Abstract
A lithium-ion battery cell’s electrochemical performance can be obtained through a series of standardized experiments, and the optimal operation and monitoring is performed when a model of the Li-ions is generated and adopted. With discrete-time parameter identification processes, the electrical circuit models (ECM) of the cells are derived. Over their wide range, the dual-polarization (DP) ECM is proposed to characterize two prismatic cells with different anode electrodes. In most of the studies on battery modeling, attention is paid to the accuracy comparison of the various ECMs, usually for a certain Li-ion, whereas the parameter identification methods of the ECMs are rarely compared. Hence in this work, three different approaches are performed for a certain temperature throughout the whole SoC range of the cells for two different load profiles, suitable for light- and heavy-duty electromotive applications.

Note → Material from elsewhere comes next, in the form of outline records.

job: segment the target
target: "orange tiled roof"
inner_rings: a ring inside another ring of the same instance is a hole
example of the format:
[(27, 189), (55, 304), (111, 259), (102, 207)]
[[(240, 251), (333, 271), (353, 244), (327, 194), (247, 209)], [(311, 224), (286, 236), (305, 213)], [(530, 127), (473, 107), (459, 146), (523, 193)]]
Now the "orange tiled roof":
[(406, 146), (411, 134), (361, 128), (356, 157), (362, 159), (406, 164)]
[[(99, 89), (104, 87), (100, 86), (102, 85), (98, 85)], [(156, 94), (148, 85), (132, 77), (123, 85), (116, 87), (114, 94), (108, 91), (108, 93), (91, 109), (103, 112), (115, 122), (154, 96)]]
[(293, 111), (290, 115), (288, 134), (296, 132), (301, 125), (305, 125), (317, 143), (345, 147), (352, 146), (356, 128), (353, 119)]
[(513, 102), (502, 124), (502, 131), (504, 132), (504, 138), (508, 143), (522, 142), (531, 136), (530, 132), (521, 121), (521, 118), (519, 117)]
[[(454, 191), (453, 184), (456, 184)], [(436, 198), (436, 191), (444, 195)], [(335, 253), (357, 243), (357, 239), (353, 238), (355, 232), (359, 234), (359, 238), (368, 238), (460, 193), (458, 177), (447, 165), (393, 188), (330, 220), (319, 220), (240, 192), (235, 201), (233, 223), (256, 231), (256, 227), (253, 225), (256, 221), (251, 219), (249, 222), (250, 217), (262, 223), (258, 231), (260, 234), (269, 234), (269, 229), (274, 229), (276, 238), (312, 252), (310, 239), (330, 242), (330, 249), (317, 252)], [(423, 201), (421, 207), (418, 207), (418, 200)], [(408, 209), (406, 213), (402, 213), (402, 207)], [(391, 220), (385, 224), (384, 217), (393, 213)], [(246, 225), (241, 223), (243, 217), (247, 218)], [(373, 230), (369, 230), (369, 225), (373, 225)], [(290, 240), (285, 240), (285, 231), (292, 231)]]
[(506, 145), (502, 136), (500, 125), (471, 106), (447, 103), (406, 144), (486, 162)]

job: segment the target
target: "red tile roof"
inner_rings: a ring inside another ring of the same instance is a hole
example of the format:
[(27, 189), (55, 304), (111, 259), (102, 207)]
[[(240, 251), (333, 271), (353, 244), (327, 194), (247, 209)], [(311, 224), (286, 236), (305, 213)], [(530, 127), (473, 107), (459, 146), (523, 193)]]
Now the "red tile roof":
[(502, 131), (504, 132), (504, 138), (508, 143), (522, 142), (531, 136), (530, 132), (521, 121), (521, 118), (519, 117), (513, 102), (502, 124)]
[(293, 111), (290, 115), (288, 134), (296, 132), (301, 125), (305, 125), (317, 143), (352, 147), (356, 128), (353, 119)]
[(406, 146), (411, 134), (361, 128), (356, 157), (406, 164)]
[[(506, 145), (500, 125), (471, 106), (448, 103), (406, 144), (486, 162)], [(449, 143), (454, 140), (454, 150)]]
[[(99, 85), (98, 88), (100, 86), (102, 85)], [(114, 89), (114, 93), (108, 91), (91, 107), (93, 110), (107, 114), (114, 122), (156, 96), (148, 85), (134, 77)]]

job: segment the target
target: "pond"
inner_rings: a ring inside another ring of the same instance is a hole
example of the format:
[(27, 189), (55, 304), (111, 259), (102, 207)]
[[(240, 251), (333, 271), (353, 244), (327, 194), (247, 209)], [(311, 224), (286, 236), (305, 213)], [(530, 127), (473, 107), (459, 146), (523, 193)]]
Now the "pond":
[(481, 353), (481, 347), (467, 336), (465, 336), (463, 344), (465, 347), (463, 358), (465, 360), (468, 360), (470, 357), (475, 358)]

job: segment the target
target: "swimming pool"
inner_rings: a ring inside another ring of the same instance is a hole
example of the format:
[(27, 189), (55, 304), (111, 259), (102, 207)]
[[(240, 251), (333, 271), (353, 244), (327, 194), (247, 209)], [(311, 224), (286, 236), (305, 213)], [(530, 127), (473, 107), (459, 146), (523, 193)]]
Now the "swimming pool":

Analytical equations, least-square-based methods, and heuristic algorithms used for model parameterization are compared in terms of voltage accuracy, robustness, and computational time. The influence of the ECMs’ parameter variation on the voltage root mean square error (RMSE) is assessed as well with impedance spectroscopy in terms of Ohmic, internal, and total resistance comparisons. Li-ion cells are thoroughly electrically characterized and the following conclusions are drawn: (1) All methods are suitable for the modeling, giving a good agreement with the experimental data with less than 3% max voltage relative error and 30 mV RMSE in most cases. (2) Particle swarm optimization (PSO) method is the best trade-off in terms of computational time, accuracy, and robustness. (3) Genetic algorithm (GA) lack of computational time compared to PSO and LS (4) The internal resistance behavior, investigated for the PSO, showed a positive correlation to the voltage error, depending on the chemistry and loading profile.
Funder
Horizon 2020 Framework Programme
Subject
Energy (miscellaneous),Energy Engineering and Power Technology,Renewable Energy, Sustainability and the Environment,Electrical and Electronic Engineering,Control and Optimization,Engineering (miscellaneous)
Cited by
46 articles.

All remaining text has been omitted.